HSBC’s troubles, though, began before the unrest.

In December 2018, Huawei’s chief financial officer, Meng Wanzhou, who is also the daughter of the company’s founder, was arrested in Vancouver. She’d been charged by the US Department of Justice, which is still seeking her extradition from Canada,with conspiring to defraud HSBC and other banks by misrepresenting Huawei’s relationship with a company operating in Iran. She denies the charges and is fighting extradition. Huawei declined to comment.

As Reuters reported in February 2019, the US case against the Chinese tech powerhouse was built in part on presentations given by HSBC to American law enforcement.

In the following months, HSBC bankers say, the bank’s enquiries to some state-owned companies about previously agreed plans were met with non-committal responses. Then, some corporate clients transferred deposits held at HSBC to competitors, said three HSBC bankers with direct knowledge. Invitations to HSBC from borrowers to pitch for new business started to dry up, according to one senior executive at the bank and another source at a competing bank who attends pitch meetings.

The senior HSBC executive, as well as a second senior banker in Hong Kong, said they were later told by colleagues in mainland China that in the wake of the Huawei case, the Chinese government had asked state firms to report any business ties they had with HSBC.

Even at some state companies that didn’t enact a blanket ban, some executives acted on their own to avoid HSBC. At Beijing-based Sinohydro Corporation Ltd., a state engineering and construction company, a person who selects which banks handle deals for the firm ruled out doing business with HSBC. One reason, the person said, was “mistrust” due to the Huawei incident.

A senior deals manager with authority to select banks at Shanghai Electric Group Co., Ltd., an energy equipment manufacturing company, decided against including HSBC on loan proposals. After reading about the Huawei case in official media, the deals manager grew concerned that company records could be handed over to US authorities.

The fallout intensified in the second half of 2019 as the protests swamped Hong Kong, where HSBC has about 30,000 employees. That summer, hundreds of thousands of people marched through the city, some chanting insults at the Chinese Communist Party. Demonstrations turned violent. HSBC bankers, including the two senior executives, told Reuters that Chinese regulators and clients began to ask where the bank and its employees stood politically.

One former senior HSBC banker recounted a meeting in Beijing in September 2019 with the chief financial officer of a large state-owned insurer. “That conversation then quickly turned to the Hong Kong protests and what my opinion was about the protests,” said the banker.

As the demonstrations escalated, HSBC Chairman Mark Tucker gave a carefully worded interview that September to Chinese state television. “We strongly condemn violence of any sort, any kind of disruption, to communities where customers, staff and shareholders are based,” he said.

Also read:Falling birthrate — China’s ‘birth pangs’

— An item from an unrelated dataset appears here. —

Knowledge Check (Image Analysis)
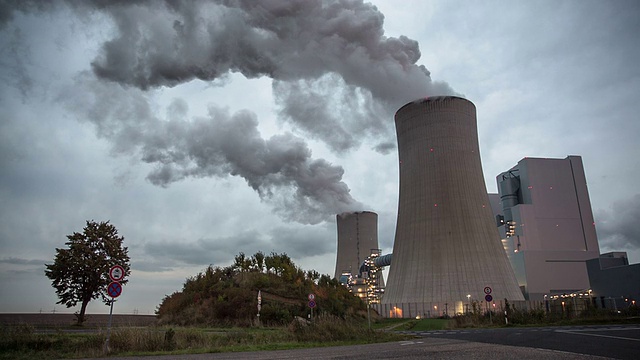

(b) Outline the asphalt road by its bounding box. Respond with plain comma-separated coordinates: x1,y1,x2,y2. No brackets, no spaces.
408,325,640,359
90,325,640,360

Tucker didn’t respond to questions from Reuters.

New challenge

The bank was soon facing a new challenge. In the spring of 2020, the National People’s Congress, China’s largely rubber-stamp parliament, prepared to pass a sweeping security law for Hong Kong. Legal experts said it would give Beijing cover to gut Hong Kong’s democracy movement, civil liberties and rule of law. Influential former Hong Kong leader Leung Chun-ying released a blistering attack on the bank on Facebook.

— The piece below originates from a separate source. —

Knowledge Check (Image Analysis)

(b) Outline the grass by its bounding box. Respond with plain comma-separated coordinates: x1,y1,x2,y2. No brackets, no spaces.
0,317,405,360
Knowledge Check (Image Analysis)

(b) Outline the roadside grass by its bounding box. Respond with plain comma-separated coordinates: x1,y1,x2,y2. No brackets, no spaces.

“China and Hong Kong don’t owe HSBC anything,” Leung warned in May last year, shortly before the law’s implementation. “The China business at HSBC can be replaced overnight by banks from China and other countries.”

Foreign companies like HSBC, he added, needed to be reminded which side their “bread is buttered” on.

Leung, who is a vice chairman of the Chinese People’s Political Consultative Conference, called out HSBC for not supporting the national security law. He declined to be interviewed for this story.

A few days later, on June 3, HSBC posted a picture of then Asia chief Wong signing a petition in support of the law on the bank’s WeChat account. On the same day, China’s official Xinhua news agency published a story in which Wong expressed his support for the law. Standard Chartered also publicly backed the law.

Standard Chartered declined to comment for this story.

Wong’s move drew condemnation in London and Washington. Then-US Secretary of State Mike Pompeo chided the bank for its”corporate kowtow.” British Foreign Secretary Dominic Raab said “the people of Hong Kong should not be sacrificed on the altar of bankers’ bonuses.”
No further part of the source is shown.